Merge pull request #244 from dachafra/spec

dachafra · web-flow · commit d486c7fa0552 · 2025-10-10T12:52:54.000+02:00
Solving spec problems
diff --git a/spec/dev.html b/spec/dev.html
@@ -194,9 +194,9 @@
 
 <section id="definitions" data-include="section/definitions.md" data-include-format="markdown"></section>
 
-<section id="rdfTerminology" class="informative" data-include="section/rdfTerminology.md" data-include-format="markdown"></section>
+<section id="rdfTerminology" class="informative" data-include="section/terminology.md" data-include-format="markdown"></section>
 
-<section id="xsdTerminology" class="informative" data-include="section/xsdTerminology.md" data-include-format="markdown"></section>
+<!--<section id="xsdTerminology" class="informative" data-include="section/xsdTerminology.md" data-include-format="markdown"></section>-->
 
 </body>
 
diff --git a/spec/section/graphmap.md b/spec/section/graphmap.md
@@ -7,7 +7,7 @@ Any [=subject map=] or [=predicate-object map=] MUST have zero or more associate
 1. using the `rml:graphMap` property, whose value MUST be a [=graph map=],
 2. using the [=constant shortcut property=] `rml:graph`.
 
-[=Graph maps=] are themselves [=term maps=]. When [=RDF triples are generated=], the set of target graphs is determined by taking into account any [=graph maps=] associated with the [=subject map=] or [=predicate-object map=].

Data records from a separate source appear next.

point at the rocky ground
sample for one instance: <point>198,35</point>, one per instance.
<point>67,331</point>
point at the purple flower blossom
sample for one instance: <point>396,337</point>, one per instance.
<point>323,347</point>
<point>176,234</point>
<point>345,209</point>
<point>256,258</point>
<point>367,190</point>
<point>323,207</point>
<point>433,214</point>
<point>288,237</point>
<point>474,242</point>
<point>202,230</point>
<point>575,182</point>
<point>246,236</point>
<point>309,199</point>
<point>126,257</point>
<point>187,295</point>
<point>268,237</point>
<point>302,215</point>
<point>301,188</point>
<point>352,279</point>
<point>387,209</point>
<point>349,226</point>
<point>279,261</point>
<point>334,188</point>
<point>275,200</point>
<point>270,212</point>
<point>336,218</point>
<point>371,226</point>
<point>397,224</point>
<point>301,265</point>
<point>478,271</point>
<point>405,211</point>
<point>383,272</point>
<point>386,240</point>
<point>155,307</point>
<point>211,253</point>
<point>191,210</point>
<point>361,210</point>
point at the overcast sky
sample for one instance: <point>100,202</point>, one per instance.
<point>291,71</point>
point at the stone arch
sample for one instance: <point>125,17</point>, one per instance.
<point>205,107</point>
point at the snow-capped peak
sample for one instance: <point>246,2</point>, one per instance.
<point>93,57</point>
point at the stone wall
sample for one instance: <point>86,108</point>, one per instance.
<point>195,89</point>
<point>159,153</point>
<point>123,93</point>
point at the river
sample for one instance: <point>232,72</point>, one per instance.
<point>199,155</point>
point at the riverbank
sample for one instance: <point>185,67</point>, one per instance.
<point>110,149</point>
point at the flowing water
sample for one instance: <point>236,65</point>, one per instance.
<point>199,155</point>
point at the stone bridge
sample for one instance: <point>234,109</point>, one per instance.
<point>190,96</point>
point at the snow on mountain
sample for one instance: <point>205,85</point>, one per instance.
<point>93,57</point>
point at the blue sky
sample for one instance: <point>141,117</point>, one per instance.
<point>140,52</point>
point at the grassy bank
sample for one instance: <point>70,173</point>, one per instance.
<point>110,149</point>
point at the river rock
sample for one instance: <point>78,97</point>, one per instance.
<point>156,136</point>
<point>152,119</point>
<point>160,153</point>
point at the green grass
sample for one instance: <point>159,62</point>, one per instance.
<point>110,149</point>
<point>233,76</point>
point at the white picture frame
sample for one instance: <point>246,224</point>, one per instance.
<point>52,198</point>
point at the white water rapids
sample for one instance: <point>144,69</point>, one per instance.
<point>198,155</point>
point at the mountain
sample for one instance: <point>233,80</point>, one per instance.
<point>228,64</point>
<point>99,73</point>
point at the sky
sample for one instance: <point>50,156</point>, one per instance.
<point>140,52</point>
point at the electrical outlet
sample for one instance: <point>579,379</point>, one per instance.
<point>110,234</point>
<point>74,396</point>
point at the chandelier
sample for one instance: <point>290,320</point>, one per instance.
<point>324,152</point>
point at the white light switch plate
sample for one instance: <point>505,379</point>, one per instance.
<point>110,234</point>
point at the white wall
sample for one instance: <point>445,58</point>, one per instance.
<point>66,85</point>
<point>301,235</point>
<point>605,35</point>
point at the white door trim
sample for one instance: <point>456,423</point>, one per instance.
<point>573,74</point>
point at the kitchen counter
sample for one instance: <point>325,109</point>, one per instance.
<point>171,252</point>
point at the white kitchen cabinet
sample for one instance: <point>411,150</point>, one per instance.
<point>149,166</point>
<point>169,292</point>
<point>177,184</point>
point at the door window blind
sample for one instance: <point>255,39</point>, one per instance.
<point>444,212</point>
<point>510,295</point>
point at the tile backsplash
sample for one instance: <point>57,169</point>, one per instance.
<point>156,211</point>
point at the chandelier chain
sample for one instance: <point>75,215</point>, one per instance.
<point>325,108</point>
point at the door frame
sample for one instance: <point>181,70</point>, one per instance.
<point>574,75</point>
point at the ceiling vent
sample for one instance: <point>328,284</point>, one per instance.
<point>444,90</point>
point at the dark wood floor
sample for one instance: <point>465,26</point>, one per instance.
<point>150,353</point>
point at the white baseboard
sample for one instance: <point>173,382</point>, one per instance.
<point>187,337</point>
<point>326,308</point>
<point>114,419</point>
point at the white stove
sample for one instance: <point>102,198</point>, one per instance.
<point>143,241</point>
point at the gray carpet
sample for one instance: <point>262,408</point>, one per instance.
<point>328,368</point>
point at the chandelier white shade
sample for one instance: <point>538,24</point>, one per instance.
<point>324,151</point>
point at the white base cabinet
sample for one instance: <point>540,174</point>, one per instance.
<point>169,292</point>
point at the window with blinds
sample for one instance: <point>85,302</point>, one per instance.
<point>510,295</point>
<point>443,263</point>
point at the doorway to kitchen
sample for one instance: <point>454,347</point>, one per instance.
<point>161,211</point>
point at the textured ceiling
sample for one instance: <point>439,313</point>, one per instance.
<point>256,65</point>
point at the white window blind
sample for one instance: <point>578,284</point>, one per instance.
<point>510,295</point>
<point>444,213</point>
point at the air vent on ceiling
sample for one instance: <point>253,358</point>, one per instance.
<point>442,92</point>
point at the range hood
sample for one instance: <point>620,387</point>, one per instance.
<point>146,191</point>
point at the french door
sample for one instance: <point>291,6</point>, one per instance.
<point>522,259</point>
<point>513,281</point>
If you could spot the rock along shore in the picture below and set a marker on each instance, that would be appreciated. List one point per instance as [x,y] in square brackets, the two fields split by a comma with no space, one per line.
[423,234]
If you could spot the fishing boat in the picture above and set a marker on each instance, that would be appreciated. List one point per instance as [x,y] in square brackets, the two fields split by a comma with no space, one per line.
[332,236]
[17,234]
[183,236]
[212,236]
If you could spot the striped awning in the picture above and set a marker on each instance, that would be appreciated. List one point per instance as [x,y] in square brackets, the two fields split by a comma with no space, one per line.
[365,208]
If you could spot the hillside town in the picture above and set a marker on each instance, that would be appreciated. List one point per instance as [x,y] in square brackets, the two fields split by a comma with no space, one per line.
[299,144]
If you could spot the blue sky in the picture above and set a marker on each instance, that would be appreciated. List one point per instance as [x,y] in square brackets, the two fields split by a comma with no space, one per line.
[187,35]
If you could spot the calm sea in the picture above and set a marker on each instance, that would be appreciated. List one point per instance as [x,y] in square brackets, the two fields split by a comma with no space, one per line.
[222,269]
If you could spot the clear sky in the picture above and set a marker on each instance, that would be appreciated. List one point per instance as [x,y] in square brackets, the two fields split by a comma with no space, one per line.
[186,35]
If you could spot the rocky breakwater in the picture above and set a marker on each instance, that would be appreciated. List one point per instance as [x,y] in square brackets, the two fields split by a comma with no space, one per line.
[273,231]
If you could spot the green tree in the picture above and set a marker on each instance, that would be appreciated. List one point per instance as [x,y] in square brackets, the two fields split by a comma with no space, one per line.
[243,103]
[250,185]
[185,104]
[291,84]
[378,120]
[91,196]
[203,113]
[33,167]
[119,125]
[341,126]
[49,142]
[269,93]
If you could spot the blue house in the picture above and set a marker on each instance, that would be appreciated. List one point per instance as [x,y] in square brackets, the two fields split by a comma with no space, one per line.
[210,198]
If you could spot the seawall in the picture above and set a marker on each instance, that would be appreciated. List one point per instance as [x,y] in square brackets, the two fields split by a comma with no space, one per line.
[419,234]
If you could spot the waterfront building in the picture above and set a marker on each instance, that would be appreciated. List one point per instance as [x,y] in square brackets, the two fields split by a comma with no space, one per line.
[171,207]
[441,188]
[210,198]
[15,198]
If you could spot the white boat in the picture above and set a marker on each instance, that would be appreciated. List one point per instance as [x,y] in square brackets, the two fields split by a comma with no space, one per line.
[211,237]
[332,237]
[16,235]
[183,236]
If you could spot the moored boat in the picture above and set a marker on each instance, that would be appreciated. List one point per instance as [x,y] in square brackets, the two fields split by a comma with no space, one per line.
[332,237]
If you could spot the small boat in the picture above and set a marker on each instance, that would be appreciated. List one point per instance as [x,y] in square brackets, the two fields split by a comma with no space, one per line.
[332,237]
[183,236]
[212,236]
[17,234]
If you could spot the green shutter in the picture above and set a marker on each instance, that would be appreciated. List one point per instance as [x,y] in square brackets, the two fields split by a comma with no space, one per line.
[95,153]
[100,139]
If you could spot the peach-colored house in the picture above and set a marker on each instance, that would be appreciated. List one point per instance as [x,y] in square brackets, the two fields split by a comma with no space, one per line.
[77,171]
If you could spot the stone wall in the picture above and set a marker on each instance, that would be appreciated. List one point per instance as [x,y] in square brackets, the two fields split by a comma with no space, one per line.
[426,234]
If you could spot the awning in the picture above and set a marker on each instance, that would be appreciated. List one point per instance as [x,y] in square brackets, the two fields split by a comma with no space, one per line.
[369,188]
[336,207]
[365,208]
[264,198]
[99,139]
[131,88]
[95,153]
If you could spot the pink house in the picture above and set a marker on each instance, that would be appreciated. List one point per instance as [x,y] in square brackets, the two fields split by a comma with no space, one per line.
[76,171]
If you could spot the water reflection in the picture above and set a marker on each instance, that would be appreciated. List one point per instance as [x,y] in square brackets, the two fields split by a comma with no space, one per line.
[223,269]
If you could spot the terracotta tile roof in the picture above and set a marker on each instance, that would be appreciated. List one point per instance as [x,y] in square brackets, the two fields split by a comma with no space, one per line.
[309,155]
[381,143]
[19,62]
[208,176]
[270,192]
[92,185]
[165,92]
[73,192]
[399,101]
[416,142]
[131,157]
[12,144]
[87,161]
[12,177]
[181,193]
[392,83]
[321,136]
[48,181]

+[=Graph maps=] are themselves [=term maps=]. When [=RDF triples=] are generated, the set of target graphs is determined by taking into account any [=graph maps=] associated with the [=subject map=] or [=predicate-object map=].
 
 If a [=graph map=] generates the special IRI `rml:defaultGraph`, then the target graph is the [=default graph=] of the [=output dataset=].
 
diff --git a/spec/section/introduction.md b/spec/section/introduction.md
@@ -1,25 +0,0 @@
-# Base IRIs
-The base IRI of the [=mapping document=] is used to resolve relative [=IRIs=] in the RML document following the specification of the Turtle serialisaiton.
-
-## Base IRI for mapping rules
-
-The [=base IRI=] of the [=Triples Map=] is used in resolving relative [=IRIs=] produced by the [=RML mapping=].
-
-
-<pre class="ex-mapping nohighlight">
-# Triples Map that has a declared base IRI
-<#TriplesMap>
-    a rml:TriplesMap;
-    rml:baseIri <http://example.com/> .
-</pre>
-
-The [=base IRI=] MUST be a valid [=IRI=]. It SHOULD NOT contain question mark ("`?`") or hash ("`#`") characters and SHOULD end in a slash ("`/`") character.
-
-To obtain an absolute [=IRI=] from a relative [=IRI=], the term generation rules of RML use simple string concatenation, rather than the more complex algorithm for resolution of relative URIs defined in Section 5.2 of [RFC3986]. This ensures that the original database value can be reconstructed from the generated absolute [=IRI=]. Both algorithms are equivalent if all of the following are true:
-
-    1. The base IRI does not contain question marks or hashes,
-    2. the base IRI ends in a slash,
-    3. the relative [=IRI=] does not start with a slash, and
-    4. the relative [=IRI=] does not contain any "`.`" or "`..`" path segments.
-
-
diff --git a/spec/section/joinconditions.md b/spec/section/joinconditions.md
@@ -55,9 +55,9 @@ The following RDF triples are generated by the [=RML mapping=] above.
 
 A <dfn data-lt="join">join condition</dfn> is represented by a resource that has exactly one value for each of the following two properties:
 
-* a child map (`rml:childMap`) property, whose value is a [=child map=].<br> A <dfn>child map</dfn> (`rml:ChildMap`) is an [=expression map=] which MUST be evaluated against the [=logical source=] of the [=triples map=] that contains the [=referencing object map=], i.e. the current [=triples map=], or it should have a [=constant value=].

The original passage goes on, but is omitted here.